Sqrt ASM code with rcc 1.2.21

I’m trying to optimize some code for an instrument on Solar Orbiter. We have to do some square roots, so while reading ASM code to see some C code change effects and hunting for FPU instructions, I discovered that pattern for sqrt:

4001a9ac:	97 a0 05 2f 	fsqrts  %f15, %f11
4001a9b0:	81 aa ca 2b 	fcmps  %f11, %f11
4001a9b4:	01 00 00 00 	nop 
4001a9b8:	13 80 00 11 	fbe  4001a9fc <compute_BP1+0x144>
4001a9bc:	db 06 20 44 	ld  [ %i0 + 0x44 ], %f13
4001a9c0:	df 27 bf c8 	st  %f15, [ %fp + -56 ]
4001a9c4:	d1 27 bf d4 	st  %f8, [ %fp + -44 ]
4001a9c8:	d3 27 bf d0 	st  %f9, [ %fp + -48 ]
4001a9cc:	d5 27 bf d8 	st  %f10, [ %fp + -40 ]
4001a9d0:	d9 27 bf dc 	st  %f12, [ %fp + -36 ]
4001a9d4:	db 27 bf e0 	st  %f13, [ %fp + -32 ]
4001a9d8:	40 00 02 49 	call  4001b2fc <sqrtf>

What I understand is that fsqrts might fail and in this case we would repeat the computation with newlib’s soft implementation. Am I right? Under which circumstances could it fail? Can we avoid it?

Best regards,

Hi! Are you using our binary rcc distribution or built the toolchain yourself? Any build flags (-mtune etc)? Is this generated from a single sqrtf() function call in C?

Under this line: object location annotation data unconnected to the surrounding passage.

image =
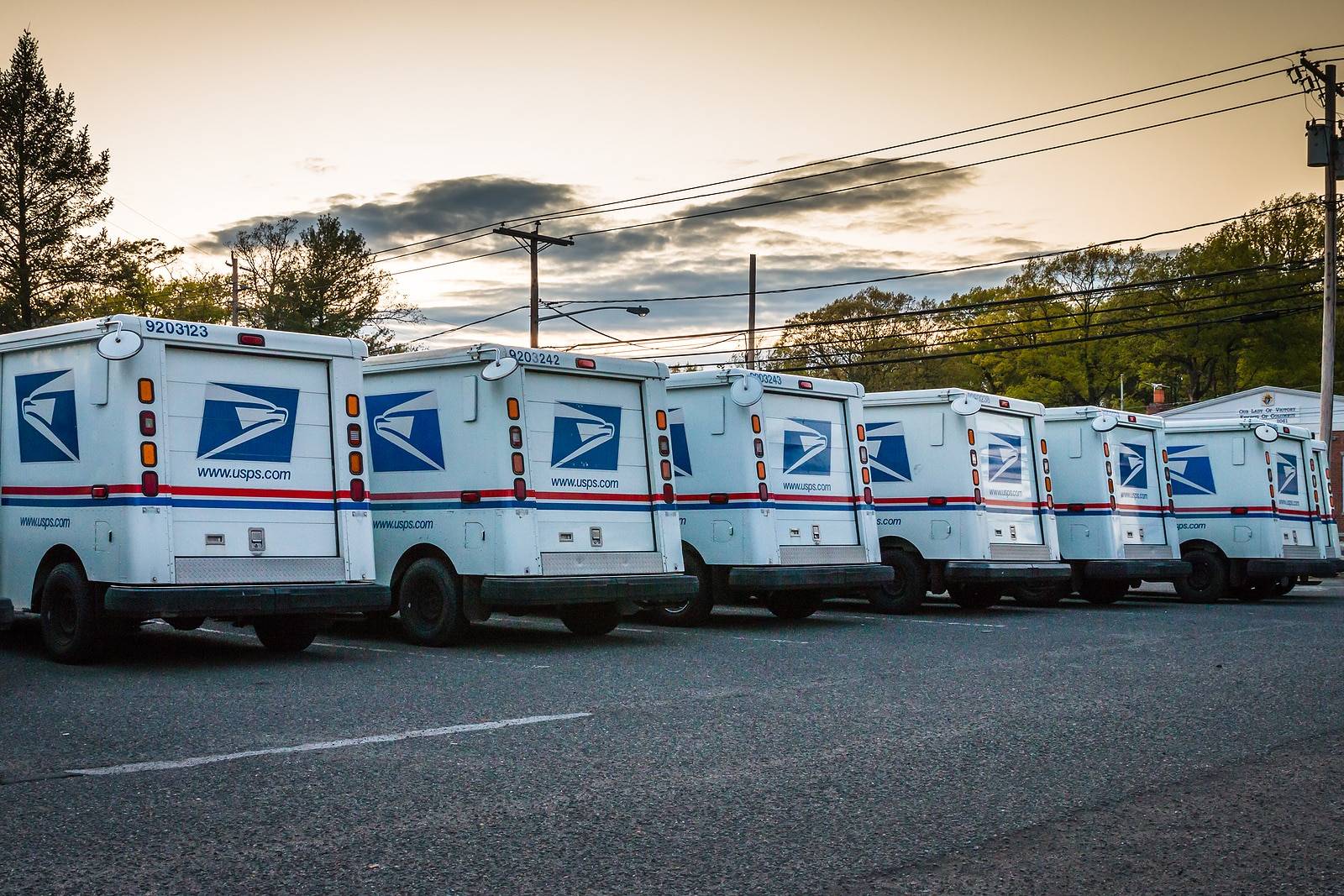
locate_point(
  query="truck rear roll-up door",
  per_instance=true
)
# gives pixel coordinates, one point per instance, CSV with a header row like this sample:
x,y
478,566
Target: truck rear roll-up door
x,y
249,456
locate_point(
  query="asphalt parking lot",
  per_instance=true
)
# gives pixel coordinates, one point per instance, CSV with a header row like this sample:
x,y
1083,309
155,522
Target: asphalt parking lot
x,y
1142,747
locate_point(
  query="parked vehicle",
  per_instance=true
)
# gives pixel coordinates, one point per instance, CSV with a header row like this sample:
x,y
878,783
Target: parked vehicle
x,y
963,495
524,481
772,490
1243,506
1113,506
181,470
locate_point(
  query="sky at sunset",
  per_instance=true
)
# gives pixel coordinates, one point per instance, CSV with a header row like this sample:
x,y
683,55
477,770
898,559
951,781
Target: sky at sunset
x,y
412,120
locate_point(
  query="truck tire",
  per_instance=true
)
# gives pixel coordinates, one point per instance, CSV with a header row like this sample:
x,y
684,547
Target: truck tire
x,y
1105,591
71,620
286,634
793,606
1207,579
906,591
696,610
974,597
591,620
432,605
1041,594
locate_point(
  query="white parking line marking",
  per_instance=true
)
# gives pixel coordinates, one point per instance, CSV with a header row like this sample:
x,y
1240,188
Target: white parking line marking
x,y
129,768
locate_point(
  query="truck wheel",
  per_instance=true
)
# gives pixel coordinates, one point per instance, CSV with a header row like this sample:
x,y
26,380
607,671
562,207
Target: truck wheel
x,y
1041,594
1207,578
974,597
71,625
286,634
432,605
591,620
906,591
696,610
793,606
1106,591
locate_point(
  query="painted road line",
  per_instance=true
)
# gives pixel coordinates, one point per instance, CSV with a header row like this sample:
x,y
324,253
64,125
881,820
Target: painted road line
x,y
168,765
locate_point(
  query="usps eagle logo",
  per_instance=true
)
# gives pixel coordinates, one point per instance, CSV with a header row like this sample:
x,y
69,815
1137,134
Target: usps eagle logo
x,y
248,423
1193,472
1003,457
407,432
806,448
586,437
887,456
1133,465
680,449
1287,473
47,427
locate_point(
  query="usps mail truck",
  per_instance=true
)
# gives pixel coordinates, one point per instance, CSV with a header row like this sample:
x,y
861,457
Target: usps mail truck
x,y
1243,506
963,492
1113,506
165,469
772,490
523,481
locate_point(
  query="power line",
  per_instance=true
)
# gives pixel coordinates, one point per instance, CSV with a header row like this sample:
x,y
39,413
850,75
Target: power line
x,y
879,149
960,268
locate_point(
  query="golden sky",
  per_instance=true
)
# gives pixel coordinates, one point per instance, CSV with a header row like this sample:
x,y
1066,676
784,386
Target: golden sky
x,y
223,114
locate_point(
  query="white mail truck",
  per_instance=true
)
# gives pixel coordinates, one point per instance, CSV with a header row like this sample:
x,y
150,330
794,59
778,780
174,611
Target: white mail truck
x,y
772,490
165,469
1243,506
523,481
1113,504
964,496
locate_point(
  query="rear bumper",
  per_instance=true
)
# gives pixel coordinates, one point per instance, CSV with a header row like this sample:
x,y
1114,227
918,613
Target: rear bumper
x,y
996,571
233,600
1278,569
531,591
837,577
1146,570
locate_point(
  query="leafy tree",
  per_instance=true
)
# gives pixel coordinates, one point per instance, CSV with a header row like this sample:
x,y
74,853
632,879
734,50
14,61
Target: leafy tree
x,y
320,280
50,196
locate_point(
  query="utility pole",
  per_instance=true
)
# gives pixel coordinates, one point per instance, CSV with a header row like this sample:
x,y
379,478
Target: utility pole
x,y
752,315
233,302
1331,278
535,244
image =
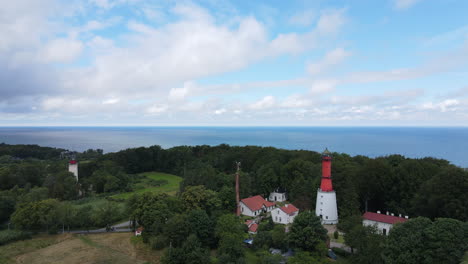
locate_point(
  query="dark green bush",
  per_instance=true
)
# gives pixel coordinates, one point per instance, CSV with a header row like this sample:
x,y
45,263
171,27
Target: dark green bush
x,y
8,236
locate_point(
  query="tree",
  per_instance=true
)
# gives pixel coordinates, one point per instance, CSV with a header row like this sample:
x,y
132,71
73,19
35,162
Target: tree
x,y
106,214
278,237
302,257
83,217
444,195
307,232
191,252
230,248
229,224
62,185
177,229
368,242
421,241
201,225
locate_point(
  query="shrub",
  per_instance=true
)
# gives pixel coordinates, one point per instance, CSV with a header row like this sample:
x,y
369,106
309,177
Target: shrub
x,y
9,236
158,242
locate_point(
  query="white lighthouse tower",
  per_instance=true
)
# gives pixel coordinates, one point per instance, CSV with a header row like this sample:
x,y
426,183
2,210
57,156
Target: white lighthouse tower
x,y
326,207
73,168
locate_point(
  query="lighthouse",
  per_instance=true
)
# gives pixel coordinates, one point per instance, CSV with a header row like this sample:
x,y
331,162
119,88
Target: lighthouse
x,y
73,168
326,207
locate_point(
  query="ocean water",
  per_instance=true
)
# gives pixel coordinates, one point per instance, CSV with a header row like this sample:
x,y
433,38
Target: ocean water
x,y
450,143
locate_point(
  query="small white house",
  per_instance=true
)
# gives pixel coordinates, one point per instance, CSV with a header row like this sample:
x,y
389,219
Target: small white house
x,y
255,205
383,222
284,215
253,226
139,231
277,196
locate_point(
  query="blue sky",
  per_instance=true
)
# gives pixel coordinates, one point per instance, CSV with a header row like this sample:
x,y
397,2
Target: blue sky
x,y
222,63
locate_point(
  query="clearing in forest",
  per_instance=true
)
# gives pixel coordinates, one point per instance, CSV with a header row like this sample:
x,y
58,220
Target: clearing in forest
x,y
115,248
155,182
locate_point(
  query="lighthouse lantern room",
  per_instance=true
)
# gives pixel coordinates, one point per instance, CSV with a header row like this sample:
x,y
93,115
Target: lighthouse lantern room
x,y
326,207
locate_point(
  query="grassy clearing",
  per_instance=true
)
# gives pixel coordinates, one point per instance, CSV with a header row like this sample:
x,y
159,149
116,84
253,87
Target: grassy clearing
x,y
113,248
170,184
10,251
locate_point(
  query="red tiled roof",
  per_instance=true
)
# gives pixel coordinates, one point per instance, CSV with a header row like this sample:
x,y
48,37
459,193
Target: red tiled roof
x,y
289,209
383,218
253,228
255,203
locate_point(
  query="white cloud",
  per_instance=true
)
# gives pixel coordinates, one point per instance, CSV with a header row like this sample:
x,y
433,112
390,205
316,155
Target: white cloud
x,y
264,103
296,101
331,21
157,109
404,4
443,106
332,58
61,50
303,18
111,101
323,86
220,111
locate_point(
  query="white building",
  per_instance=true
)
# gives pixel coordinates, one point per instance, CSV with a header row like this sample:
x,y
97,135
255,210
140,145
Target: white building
x,y
253,226
254,206
277,196
284,215
73,168
383,222
326,208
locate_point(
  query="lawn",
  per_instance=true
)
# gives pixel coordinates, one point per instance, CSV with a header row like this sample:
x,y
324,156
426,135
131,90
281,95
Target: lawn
x,y
155,182
115,248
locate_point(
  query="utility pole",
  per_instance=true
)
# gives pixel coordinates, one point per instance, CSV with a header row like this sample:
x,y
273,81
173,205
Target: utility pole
x,y
237,189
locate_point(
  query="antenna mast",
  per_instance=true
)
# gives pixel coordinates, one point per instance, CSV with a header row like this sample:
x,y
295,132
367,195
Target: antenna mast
x,y
237,189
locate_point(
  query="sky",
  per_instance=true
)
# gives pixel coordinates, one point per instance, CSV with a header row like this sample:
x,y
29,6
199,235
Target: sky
x,y
233,63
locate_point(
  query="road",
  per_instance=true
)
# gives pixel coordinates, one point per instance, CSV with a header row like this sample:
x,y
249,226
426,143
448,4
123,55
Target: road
x,y
120,227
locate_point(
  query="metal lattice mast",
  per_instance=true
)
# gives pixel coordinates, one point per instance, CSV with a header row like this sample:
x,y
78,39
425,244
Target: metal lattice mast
x,y
237,189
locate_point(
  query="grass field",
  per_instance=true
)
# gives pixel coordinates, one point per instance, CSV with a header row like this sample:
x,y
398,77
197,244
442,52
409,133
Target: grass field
x,y
115,248
170,185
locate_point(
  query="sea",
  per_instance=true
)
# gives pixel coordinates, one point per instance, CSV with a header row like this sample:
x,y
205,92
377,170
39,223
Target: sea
x,y
450,143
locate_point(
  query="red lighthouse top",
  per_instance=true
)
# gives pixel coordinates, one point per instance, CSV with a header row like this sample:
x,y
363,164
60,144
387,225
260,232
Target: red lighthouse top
x,y
326,184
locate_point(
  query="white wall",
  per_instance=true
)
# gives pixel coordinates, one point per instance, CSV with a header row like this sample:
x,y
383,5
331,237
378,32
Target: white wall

Just from looking at the disassembly, it looks like this code checks for a NaN result from fsqrts (as NaN is not equal to itself by definition) which should happen if the input to the square root is less than 0.

Hi, I use a self built rcc since we had to modify spw init for dual link mode:
teamcity-docker-SolarOrbiter-LFR-agent/Dockerfile at master · jeandet/teamcity-docker-SolarOrbiter-LFR-agent · GitHub
regarding CPU related build flags, nothing except -mfix-b2bst LFR_Flight_Software/meson.build at R3.3 · LaboratoryOfPlasmaPhysics/LFR_Flight_Software · GitHub

NaN results was my guess, but I wondered if it could happen with allowed values(>=0) because I would expect libc’s sqrt to return the same result (NaN) with anything < 0.

Maybe it is called to get ERRNO set?

Yes it was errno :slight_smile:

Good find, thanks for reporting back!